LangChain 读 pdf(上)
今天分享 LangChain 如何与 pdf 交互,做类似于 chatpdf 事情。
需要用到的代码是:https://colab.research.google.com/drive/13FpBqmhYa5Ex4smVhivfEhk2k4S5skwG
还是复制到自己的 Google Drive 中,一步步运行。
通过 LangChain 阅读 Reid Hoffman 今年的新书《Impromptu: Amplifying Our Humanity Through AI》。
把这个 pdf 输入进去之后,就可以开始问各种问题了:
len(raw_text)
这本书多少字:356630
raw_text[:100]
打印前100个字符:
Impromptu
Amplifying Our Humanity
Through AI
By Reid Hoffman
with GPT-4Impromptu: AmplIfyIng our
原理就是下面的图:
问问题之前,先对 pdf 进行处理:
Text Splitter Embeddings
Text Splitter
当需要处理较长的文本时,将文本分割成若干段是很有必要的。使用 CharacterTextSplitter 把 raw text 进行分割。
# Splitting up the text into smaller chunks for indexing
text_splitter = CharacterTextSplitter(
separator = "\n",
chunk_size = 1000,
chunk_overlap = 200, #striding over the text
length_function = len,
)
texts = text_splitter.split_text(raw_text)
Making the embeddings
OpenAI 的 embeddings 主要用于自然语言处理(NLP)任务。embeddings 是一种将单词或短语转换为固定大小的向量表示的技术。这些向量表示可以捕捉词汇之间的语义和语法关系,有助于改善各种自然语言处理任务的性能,例如文本分类、情感分析、命名实体识别和机器翻译等。
embeddings = OpenAIEmbeddings()
docsearch = FAISS.from_texts(texts, embeddings)
docsearch.embedding_function
这个时候问 how does GPT-4 change educaiton?
query = "how does GPT-4 change educaiton?"
docs = docsearch.similarity_search(query)
docs[0]
就可以把对应的话题的文章内容找了出来。
Document(page_content='told a reporter from Quartz that the precise script “lets you talk \nless and engage students more.”\nDespite these successes, Bridge’s financial and business model \nfailed. Rather than growing from 100,000 students to ten \nmillion, per the plan, the company has exited business lines \nand shifted its model to licensing its ideas to governments.\nYet as we think of tools-plus-teachers helping as many as 600 \nmillion children worldwide who can’t currently expect to get \nany real education, the possibilities of LLMs on top of the New -\nGlobe tablet model become exciting.43Education\nReid: GPT-4, can you write the next 300 words from your \nperspective as a large language model and describe \nhow you could extend the Bridge/NewGlobe tablets into \na tool to help tens of millions of students throughout \nAfrica and Asia?\nGPT-4: As a large language model, I can help by enhanc -\ning the quality, personalization, and scalability of their \nlearning content. Here is how I would do it:', metadata={})
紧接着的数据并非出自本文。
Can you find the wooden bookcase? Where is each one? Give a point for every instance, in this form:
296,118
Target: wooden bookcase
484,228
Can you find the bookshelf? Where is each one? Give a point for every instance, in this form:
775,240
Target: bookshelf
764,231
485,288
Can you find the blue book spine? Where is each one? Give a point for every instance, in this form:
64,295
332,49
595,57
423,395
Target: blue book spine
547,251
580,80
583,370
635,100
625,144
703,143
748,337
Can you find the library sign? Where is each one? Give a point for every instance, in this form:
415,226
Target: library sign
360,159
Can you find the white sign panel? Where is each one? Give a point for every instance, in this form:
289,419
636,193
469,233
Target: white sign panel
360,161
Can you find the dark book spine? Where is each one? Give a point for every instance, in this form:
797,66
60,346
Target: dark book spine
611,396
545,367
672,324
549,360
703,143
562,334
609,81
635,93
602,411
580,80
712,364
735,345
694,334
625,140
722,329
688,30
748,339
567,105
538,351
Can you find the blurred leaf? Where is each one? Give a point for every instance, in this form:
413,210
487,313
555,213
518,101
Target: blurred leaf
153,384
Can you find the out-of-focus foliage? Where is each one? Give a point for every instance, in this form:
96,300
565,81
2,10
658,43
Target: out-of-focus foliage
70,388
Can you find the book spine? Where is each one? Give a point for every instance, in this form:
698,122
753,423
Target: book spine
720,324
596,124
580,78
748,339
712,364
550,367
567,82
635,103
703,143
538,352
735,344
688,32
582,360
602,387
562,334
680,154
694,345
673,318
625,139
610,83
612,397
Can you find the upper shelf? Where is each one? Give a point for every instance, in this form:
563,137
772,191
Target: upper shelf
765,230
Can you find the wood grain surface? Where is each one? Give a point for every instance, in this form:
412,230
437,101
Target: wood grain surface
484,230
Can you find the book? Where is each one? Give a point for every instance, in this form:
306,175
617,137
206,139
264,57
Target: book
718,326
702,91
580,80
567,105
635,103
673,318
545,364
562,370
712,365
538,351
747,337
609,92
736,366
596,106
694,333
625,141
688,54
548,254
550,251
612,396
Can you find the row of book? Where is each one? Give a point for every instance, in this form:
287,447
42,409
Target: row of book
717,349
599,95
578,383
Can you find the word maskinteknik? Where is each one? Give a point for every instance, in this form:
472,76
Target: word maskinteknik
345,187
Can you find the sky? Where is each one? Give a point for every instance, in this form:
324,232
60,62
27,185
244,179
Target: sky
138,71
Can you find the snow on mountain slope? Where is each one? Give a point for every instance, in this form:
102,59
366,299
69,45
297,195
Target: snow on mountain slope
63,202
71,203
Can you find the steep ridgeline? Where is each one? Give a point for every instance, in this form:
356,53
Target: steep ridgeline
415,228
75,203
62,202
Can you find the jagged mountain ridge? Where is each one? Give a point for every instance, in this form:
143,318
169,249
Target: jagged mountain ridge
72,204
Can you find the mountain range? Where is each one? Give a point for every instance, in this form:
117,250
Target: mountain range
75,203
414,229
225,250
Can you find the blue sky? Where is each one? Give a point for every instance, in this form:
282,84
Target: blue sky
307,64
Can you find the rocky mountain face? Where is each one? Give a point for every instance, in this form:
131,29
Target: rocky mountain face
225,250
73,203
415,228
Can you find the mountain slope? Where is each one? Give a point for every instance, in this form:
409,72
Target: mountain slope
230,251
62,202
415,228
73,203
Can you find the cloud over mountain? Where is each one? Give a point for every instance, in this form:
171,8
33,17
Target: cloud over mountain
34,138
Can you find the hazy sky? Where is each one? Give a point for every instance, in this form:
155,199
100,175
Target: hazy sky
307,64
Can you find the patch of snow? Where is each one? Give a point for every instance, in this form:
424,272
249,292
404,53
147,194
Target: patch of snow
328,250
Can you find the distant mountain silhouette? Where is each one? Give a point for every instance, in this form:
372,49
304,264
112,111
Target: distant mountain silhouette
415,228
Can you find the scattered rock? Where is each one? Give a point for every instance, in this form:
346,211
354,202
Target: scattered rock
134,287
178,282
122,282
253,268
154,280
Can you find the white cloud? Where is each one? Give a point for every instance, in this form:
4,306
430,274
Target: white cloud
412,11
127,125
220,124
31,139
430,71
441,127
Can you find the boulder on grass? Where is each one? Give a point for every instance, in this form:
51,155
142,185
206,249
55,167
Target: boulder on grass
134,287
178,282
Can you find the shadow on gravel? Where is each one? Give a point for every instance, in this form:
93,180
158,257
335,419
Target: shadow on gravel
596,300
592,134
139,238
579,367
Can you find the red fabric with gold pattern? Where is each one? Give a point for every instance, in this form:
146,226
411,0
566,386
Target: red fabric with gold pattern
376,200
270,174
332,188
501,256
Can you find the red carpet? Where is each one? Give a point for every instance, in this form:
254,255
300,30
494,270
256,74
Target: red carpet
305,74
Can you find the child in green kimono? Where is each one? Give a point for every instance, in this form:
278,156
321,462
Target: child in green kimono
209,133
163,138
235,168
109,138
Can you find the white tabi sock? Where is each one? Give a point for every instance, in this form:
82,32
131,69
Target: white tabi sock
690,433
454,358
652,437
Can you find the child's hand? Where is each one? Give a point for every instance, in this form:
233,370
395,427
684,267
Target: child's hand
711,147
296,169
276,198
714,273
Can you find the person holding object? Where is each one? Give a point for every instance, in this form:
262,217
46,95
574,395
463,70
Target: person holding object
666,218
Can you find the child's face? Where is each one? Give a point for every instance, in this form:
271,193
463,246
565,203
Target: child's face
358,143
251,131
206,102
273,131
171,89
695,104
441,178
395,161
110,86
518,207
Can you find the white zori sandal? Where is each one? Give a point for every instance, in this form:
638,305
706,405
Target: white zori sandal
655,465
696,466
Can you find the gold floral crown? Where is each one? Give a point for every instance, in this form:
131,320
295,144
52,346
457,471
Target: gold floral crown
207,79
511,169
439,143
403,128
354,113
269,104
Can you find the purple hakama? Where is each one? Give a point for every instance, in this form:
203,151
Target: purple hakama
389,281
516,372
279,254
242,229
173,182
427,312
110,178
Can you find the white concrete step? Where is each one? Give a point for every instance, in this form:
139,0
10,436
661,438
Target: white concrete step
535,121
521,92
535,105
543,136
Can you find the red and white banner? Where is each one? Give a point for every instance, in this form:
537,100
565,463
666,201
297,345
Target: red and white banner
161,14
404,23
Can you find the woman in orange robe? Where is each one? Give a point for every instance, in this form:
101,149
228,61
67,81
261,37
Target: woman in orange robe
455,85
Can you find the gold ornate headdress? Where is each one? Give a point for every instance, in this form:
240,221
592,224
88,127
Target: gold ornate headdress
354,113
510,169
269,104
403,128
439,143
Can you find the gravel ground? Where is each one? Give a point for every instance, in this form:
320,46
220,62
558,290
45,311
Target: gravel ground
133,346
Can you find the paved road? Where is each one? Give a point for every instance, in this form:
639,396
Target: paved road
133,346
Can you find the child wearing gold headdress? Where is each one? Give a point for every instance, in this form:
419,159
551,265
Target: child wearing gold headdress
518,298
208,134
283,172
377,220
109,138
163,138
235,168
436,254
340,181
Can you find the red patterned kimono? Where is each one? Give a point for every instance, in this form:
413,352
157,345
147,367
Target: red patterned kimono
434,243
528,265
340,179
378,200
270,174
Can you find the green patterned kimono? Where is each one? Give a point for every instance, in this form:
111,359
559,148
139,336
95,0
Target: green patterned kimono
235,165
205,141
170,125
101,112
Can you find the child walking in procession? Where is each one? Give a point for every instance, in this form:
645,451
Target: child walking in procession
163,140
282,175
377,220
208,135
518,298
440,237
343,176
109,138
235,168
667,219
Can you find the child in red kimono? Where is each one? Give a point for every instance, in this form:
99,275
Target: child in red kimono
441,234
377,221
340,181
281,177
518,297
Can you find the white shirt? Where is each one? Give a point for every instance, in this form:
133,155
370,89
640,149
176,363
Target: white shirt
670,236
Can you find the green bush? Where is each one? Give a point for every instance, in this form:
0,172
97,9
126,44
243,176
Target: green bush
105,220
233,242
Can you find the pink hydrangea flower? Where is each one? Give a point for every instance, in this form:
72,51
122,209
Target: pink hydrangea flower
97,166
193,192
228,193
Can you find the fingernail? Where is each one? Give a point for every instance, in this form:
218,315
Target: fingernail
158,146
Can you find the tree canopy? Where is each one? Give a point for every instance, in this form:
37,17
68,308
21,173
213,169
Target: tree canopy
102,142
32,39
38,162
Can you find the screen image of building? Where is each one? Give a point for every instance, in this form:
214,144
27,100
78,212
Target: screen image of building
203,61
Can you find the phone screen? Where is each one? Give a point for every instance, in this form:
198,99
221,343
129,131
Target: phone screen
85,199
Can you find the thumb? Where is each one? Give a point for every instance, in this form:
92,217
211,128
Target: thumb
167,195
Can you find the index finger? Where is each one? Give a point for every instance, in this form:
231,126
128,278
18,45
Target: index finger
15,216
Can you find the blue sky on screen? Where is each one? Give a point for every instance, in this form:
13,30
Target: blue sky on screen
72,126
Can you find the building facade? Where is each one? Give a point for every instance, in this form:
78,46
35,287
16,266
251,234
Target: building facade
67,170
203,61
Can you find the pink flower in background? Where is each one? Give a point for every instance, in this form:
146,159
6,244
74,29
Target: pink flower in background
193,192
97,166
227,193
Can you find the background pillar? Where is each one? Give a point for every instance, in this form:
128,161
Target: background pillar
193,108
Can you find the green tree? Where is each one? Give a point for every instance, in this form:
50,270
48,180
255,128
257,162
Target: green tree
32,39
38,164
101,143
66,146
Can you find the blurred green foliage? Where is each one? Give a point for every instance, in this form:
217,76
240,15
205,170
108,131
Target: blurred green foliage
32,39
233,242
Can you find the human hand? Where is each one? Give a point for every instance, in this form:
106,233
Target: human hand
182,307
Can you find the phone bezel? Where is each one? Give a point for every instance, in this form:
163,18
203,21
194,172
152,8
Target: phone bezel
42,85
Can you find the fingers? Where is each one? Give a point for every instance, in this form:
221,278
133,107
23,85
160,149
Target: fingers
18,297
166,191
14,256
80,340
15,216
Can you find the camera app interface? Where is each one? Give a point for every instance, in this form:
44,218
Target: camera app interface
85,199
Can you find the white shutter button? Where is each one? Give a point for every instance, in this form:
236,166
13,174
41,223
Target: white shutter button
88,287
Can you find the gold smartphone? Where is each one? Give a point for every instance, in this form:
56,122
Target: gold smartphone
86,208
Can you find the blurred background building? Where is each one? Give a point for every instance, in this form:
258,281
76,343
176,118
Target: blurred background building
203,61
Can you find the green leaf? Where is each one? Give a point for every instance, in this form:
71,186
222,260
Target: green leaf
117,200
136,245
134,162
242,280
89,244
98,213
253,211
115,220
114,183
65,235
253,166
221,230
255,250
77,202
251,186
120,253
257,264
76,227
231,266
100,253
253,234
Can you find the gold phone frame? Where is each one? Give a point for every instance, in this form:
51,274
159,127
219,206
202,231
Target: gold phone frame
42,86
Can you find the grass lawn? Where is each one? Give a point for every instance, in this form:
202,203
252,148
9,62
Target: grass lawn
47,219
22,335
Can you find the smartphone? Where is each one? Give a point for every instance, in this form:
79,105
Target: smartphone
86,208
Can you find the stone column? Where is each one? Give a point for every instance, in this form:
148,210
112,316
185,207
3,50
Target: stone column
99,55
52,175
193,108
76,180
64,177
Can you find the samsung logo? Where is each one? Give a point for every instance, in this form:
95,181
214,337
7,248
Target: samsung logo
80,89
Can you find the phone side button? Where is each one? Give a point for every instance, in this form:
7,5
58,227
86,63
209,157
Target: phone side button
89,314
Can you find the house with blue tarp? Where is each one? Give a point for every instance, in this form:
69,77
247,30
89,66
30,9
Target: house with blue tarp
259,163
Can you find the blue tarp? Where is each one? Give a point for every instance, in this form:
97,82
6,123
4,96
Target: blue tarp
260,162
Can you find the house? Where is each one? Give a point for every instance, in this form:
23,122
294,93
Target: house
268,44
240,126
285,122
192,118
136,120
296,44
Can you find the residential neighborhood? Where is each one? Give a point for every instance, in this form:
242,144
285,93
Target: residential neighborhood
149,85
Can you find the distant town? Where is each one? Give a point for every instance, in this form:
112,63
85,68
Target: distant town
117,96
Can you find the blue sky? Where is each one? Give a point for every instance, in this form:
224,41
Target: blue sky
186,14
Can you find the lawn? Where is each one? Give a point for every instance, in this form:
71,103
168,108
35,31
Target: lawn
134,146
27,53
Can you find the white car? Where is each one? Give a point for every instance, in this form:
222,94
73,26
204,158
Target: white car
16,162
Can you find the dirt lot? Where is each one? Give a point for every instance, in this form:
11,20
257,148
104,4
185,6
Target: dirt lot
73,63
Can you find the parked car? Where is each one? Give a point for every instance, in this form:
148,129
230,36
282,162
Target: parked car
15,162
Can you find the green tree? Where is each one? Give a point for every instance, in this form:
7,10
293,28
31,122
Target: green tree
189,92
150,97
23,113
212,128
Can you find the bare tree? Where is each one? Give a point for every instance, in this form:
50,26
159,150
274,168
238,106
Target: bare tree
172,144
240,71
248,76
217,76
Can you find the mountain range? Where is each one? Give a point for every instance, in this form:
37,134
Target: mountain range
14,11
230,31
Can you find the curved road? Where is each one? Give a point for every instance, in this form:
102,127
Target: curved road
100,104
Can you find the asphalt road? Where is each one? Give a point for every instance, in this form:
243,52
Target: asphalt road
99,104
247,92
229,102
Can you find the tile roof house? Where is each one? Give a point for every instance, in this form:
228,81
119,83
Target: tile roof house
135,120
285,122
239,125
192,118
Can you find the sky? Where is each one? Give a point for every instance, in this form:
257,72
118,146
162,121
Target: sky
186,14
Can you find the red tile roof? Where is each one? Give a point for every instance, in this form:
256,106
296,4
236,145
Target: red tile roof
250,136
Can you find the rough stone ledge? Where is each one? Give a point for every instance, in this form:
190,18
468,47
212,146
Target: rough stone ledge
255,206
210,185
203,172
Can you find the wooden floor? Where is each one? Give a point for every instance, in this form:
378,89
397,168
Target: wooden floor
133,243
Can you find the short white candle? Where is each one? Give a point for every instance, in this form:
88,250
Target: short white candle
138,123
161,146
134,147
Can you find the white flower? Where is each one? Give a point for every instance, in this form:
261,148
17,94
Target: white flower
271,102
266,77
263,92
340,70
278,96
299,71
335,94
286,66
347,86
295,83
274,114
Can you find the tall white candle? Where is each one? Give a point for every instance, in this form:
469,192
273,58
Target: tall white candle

👆准备工作做好了,就可以开始利用 Langchain 的函数来与 pdf 进行交互了
Plain QA Chain
from langchain.chains.question_answering import load_qa_chain
from langchain.llms import OpenAI
chain = load_qa_chain(OpenAI(),
chain_type="stuff") # we are going to stuff all the docs in at once
# check the prompt
chain.llm_chain.prompt.template
可以给予pdf 来问各种问题。
比如问 who is the author of the book?
query = "who is the author of the book?"
docs = docsearch.similarity_search(query)
chain.run(input_documents=docs, question=query)
答案很正确:
The author of the book is Reid Hoffman.
如果问书中没有提到的问题,那答案就是不知道了。
比如问 has it rained this week?
query_02 = "has it rained this week?"
docs_02 = docsearch.similarity_search(query_02)
chain.run(input_documents=docs_02, question=query_02)
回答就是不知道:
No, I don't know if it has rained this week.
今天就先讲完准备工作和问问题,明天分享如何用不同的方法“拷问”这个 pdf。